A new report by the Washington, D.C.-based nonprofit organization the Foundation for Individual Rights in Education paints a grim picture of how the U.S. is grappling with the spread of online harassment.
The group compiled data from a wide variety of sources including school administrators, government agencies and other sources and concluded that the prevalence of online and offline harassment has increased by a staggering 95 percent in the past year.
The group has received over 100,000 responses from parents and teachers.
In the past 12 months, more than 1.2 million students in public schools across the country have been subject to online harassment, according to the report.
“In recent years, the incidence of online online bullying has exploded, with a significant increase in recent years in the number of cases of bullying targeting students in schools and in our communities,” the report states.
“Online harassment has been particularly pervasive in public education, where it is more prevalent than in any other sectors.”
The report also highlighted the increasing prevalence of cyberbullying, which the Foundation describes as a form of online abuse in which a person attempts to use an online platform to harass someone, including a teacher or other person, with threats, insults or cyberbullies, often in an attempt to intimidate or humiliate.
The Foundation says that the amount of cyberharassment in the U to date has reached an all-time high, reaching an all time high of almost 2.3 million incidents.
“This is a problem that is only getting worse and worse as the number and severity of incidents continues to grow,” the Foundation’s executive director, Jody Matson, said in a statement.
“With the current epidemic of online cyberbulling, it is critical that we take action to prevent this type of abuse from being normalized and normalized abuse continues to be a threat to our safety and our community.”
The Foundation says the trend of online hate speech is not new.
The organization notes that hate speech has been a part of American life since the colonial era.
The foundation also notes that the use of the Internet to disseminate hateful messages has been increasing.
“These online harassment campaigns are being waged by a wide range of individuals, including students, teachers, administrators, parents and others who are not necessarily online, but are part of our daily lives,” the foundation states.
“We cannot let this trend continue, and we must take action now to address it.
We are doing just that by partnering with community leaders, lawmakers, and policymakers to ensure that we are taking a proactive approach to tackling cyberbullaging and hate speech online.”

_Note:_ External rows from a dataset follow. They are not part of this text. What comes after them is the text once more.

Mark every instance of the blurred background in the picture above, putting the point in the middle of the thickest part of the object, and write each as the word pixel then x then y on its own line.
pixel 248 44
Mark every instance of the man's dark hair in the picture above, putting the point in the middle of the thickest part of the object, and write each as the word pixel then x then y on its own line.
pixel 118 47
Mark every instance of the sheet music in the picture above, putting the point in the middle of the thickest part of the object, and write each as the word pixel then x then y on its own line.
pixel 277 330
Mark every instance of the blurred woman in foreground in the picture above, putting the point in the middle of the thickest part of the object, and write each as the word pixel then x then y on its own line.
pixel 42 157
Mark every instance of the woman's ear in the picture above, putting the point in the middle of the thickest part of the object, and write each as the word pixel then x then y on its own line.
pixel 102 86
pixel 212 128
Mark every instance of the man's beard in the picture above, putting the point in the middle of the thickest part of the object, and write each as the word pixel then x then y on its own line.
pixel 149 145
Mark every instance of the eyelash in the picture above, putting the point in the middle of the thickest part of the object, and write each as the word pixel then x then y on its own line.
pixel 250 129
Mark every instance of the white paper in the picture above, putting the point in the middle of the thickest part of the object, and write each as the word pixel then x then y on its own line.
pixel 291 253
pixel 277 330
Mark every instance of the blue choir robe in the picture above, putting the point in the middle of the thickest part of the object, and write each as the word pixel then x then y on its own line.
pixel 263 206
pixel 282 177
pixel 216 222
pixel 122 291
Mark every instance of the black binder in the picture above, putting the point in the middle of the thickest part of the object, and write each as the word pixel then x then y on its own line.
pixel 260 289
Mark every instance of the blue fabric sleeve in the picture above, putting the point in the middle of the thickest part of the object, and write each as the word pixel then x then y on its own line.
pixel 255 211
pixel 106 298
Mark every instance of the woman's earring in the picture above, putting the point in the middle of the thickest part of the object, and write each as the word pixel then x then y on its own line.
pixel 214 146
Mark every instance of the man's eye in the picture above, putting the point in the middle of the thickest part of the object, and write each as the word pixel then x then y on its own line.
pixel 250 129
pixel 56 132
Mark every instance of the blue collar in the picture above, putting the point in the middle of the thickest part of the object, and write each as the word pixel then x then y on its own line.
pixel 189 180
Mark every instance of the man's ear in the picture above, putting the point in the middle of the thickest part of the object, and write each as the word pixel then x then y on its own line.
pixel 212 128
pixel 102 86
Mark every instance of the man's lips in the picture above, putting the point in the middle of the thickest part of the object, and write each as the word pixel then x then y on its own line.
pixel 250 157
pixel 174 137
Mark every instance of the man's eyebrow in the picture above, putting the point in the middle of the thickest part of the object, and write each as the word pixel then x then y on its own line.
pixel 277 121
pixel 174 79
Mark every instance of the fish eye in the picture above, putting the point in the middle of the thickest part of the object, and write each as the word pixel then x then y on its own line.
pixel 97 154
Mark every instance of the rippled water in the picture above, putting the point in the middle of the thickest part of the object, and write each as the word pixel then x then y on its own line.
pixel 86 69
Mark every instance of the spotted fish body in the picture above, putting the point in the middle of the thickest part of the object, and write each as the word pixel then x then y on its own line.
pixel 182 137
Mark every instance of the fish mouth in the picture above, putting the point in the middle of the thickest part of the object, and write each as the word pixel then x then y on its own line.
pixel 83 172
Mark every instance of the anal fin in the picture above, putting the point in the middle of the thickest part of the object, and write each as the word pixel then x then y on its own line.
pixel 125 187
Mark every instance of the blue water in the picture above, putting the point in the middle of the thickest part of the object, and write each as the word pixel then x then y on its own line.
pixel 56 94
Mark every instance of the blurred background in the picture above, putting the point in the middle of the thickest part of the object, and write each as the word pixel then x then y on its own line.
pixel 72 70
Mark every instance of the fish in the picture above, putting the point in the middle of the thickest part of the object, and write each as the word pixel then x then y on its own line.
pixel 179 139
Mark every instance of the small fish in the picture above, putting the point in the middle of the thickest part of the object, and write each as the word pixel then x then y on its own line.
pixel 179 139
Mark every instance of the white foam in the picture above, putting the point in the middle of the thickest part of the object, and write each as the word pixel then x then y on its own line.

The group calls on Congress to pass the Cyberbullying Prevention Act, which would require internet service providers to remove content from their websites if they receive a court order.
The legislation would also mandate companies to remove any content from online forums that they determine violate their terms of service, such as the forums of the neo-Nazi website Stormfront.
The bill is being reintroduced in the Senate and will have a hearing before the full Senate later this month.